My early complaints about the second series of American Horror Story stem from the lack of character development. While the first season has a family as its heart, people we care about, the second season tends to be more about disturbing visuals and events. There are characters, to be sure, but things are happening to them, rather than seeing them take control of their destiny.
This sorts itself out as the season goes on. Once we can get past the disgust of the place, and the extremely evil souls that flourish within, then we can begin to root for Lana (Sarah Paulson) and Kit (Evan Peters), the victims / heroes of the story.
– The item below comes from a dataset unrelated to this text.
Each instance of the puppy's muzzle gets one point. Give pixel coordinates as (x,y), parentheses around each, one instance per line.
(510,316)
This mirrors their own journey, having to get used to the place, and then find their courage, before they can attempt to change their circumstances.
In last week's episode, which is also set mainly post-Briarcliff, Lana and Kit are not in good places. Kit's misfortune comes by circumstance, while Lana just makes bad choices, but it's not a good way to leave their characters. Thus, we definitely need "Madness Ends" to not only redeem the two, but tie up loose ends so that a semi-happy ending might be found.
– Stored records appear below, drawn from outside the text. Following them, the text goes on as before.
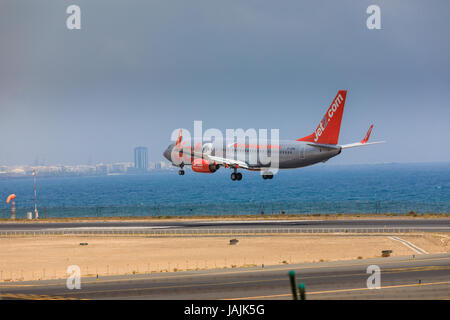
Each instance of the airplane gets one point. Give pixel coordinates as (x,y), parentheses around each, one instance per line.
(319,146)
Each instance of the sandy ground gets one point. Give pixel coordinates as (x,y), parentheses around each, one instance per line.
(47,257)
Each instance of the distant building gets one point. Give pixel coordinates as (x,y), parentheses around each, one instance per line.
(141,159)
(101,169)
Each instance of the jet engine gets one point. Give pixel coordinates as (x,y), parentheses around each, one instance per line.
(203,165)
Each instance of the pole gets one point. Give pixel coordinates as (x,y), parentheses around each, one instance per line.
(301,288)
(293,285)
(35,195)
(13,210)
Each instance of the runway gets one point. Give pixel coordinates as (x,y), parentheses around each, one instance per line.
(420,277)
(416,224)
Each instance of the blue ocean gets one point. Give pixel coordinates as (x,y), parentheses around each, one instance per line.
(324,189)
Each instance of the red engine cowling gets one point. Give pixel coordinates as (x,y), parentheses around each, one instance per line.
(202,165)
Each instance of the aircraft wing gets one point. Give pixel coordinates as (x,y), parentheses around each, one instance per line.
(363,142)
(227,162)
(187,150)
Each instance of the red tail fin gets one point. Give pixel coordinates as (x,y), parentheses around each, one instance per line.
(366,138)
(327,132)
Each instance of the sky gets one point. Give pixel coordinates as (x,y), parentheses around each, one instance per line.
(137,70)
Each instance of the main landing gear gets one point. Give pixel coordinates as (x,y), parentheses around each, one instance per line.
(236,175)
(181,171)
(267,175)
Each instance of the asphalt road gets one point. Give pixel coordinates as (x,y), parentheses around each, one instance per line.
(431,225)
(422,277)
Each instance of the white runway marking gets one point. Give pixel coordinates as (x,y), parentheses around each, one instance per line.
(110,228)
(409,245)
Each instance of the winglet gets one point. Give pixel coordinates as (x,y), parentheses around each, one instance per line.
(366,138)
(180,137)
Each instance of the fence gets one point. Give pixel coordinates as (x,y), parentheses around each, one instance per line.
(232,208)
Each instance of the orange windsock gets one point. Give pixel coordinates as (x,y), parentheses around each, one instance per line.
(10,197)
First, Kit, since he's the slightly smaller of the two stories. Kit is a good, good man. He manages to forgive Sister Jude (Jessica Lange) for locking him up unfairly and treating him so cruelly. But, while for most, finding forgiveness in their heart would be enough, Kit goes a step further and rescues Jude, both from the asylum, and from herself.
It's an incredibly touching story, to see Kit and his children (Brady Allen and Sade Kimora Young) welcome Jude into their home, caring for her, and bringing her out of her shell, restoring her in all of her glory, maybe more glory than she's ever had before. It goes well above and beyond what is expected of people, and they do truly save her, allowing Jude to become kind and have a family, living out her last days in comfort. By the time Death (Frances Conroy) arrives for the last time, Jude is finally ready to go.